Es, pues, una gracia del Señor, que me ha dado a conocer el estado del alma de cada uno de vosotros; pero de esto me guardaré de decir nada en público. Ahora no me queda más que augurarles buenas noches. 

El ver en el sueño —continúa Don Lemoyne— que eran considerados como malos ciertos jóvenes que pasaban en la casa por los mejores, hizo sospechar a Juan Don Bosco que se trataba de una ilusión. He aquí el motivo por el cual había llamado precedentemente a algunos ad audiendum verbum: quería asegurarse bien sobre la naturaleza del sueño. Por el mismo motivo retrasó en quince días su relato. Cuando tuvo la seguridad de que la cosa procedía de lo alto, habló.

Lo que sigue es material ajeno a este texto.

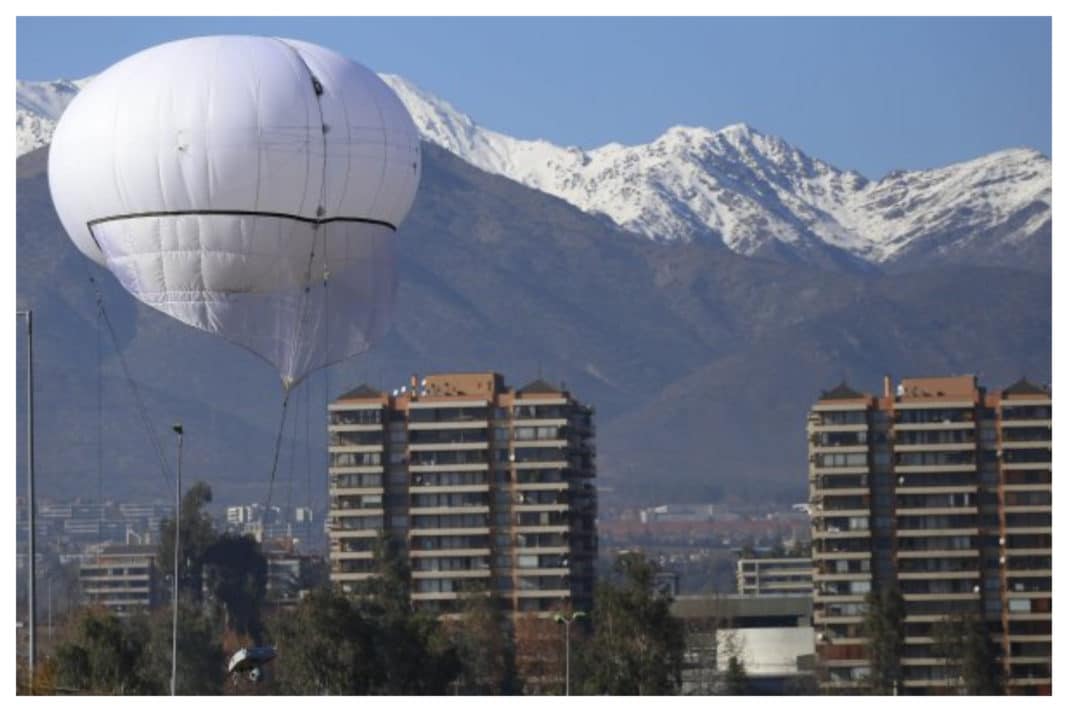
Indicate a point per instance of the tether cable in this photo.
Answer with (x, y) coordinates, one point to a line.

El tiempo vendría a confirmar la realidad de otras muchas cosas que vio en el mismo y que llegaron a cumplirse. 

La primera predicción, la más importante, se refería al número de sus queridos hijos que morirían en 1877, divididos en dos grupos: seis más dos. En la actualidad los registros del Oratorio ofrecen la cruz, señal tradicional de defunción junto a los nombres de seis jóvenes y de dos clérigos. Estaba al frente de la comisaría de seguridad pública en el distrito Dora un señor que tenía algunos conocidos en el Oratorio. Este tal oyó el sueño y le impresionó el vaticinio de las ocho muertes. Estuvo atento todo el 1877, para comprobar la realidad del mismo. Al enterarse del último caso de muerte, que tuvo lugar precisamente el último día del año dijo adiós al mundo, se hizo salesiano y trabajó mucho no sólo en Italia, sino también en América. Fue Don Ángel Piccono de imperecedera memoria. 

La segunda predicción anunciaba una aurora esplendorosa para la Sociedad Salesiana en 1877, que iluminaría los cuatro ángulos del mundo; en efecto, aquel año apareció en el horizonte de la Iglesia la Asociación de los Cooperadores Salesianos y comenzó a publicarse el Boletín Salesiano, dos instituciones que debían llevar de un extremo a otro de la tierra el conocimiento y la práctica del espíritu de San Juan Don Bosco. 

La tercera predicción se refería al fin próximo del Papa Pío IX, que, en efecto, murió catorce meses después del sueño. 

La última predicción fue muy amarga para el siervo de Dios: "¡Oh, si supieses cuántas dificultades tienes aún que vencer!" 

Y en efecto, en el resto de su vida, que duró aún once años y dos meses, luchas y fatigas y sacrificios se sucedieron sin tregua hasta el fin de su existencia.